Global computer chip manufacturer, Intel, has announced that it will be moving more of its mature products to Vietnam due to the Southeast Asian country’s lower labor costs. In this case, the company will be shutting down part of its current operations in Malaysia and moving those jobs to Ho Chi Minh City (HCMC) in Vietnam. China will also receive part of the manufacturing work.

In another strategic move, Intel has partnered with FPT, a Vietnamese conglomerate. Cooperation between the two companies will include implementing a product display and experience area in FPT shops. Intel will also provide training to employees in the shops and participate in marketing activities.

Although Vietnam is more well known for its textile-manufacturing prowess, the country is quickly becoming the go-to location for technology manufacturers. High tech companies are starting to flow into the country as they seek to take advantage of the low-cost, young, fast learning, and rapidly expanding workforce. The country is also providing a range of financial incentives to businesses engaged in high-tech activities, such as large reductions in corporate income tax.

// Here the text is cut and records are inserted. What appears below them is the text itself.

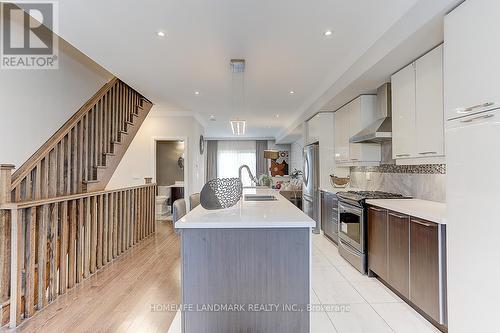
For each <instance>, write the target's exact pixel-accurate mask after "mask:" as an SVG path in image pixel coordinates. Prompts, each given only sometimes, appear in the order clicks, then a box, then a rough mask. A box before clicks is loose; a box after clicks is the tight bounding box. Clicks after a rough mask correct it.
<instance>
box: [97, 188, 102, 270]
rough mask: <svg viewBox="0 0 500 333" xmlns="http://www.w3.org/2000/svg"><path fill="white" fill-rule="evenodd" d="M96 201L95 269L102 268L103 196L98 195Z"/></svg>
mask: <svg viewBox="0 0 500 333" xmlns="http://www.w3.org/2000/svg"><path fill="white" fill-rule="evenodd" d="M96 200H98V216H97V251H96V253H97V258H96V266H97V269H99V268H101V267H102V243H103V242H102V236H103V230H102V229H103V219H104V214H103V196H102V195H99V196H98V197H96Z"/></svg>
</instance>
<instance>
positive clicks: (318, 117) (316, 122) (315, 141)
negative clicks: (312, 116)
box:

Vietnam is also quickly becoming a prime market for foreign investment in e-commerce activities. The country’s rapidly growing economy and middle class are, in turn, spawning a strong consumer culture and increasing levels of disposable income. Electronic retail is fast becoming the preferred method of shopping—particularly among the country’s youth.

According to Vietnam’s E-commerce and Information Technology Agency (VECITA), in 2015 B2C e-commerce sales in the country will amount to more than US$4 billion. With all of the country’s attractive factors, it is easy to understand why companies like Intel and Samsung are ramping up their investments in Vietnam.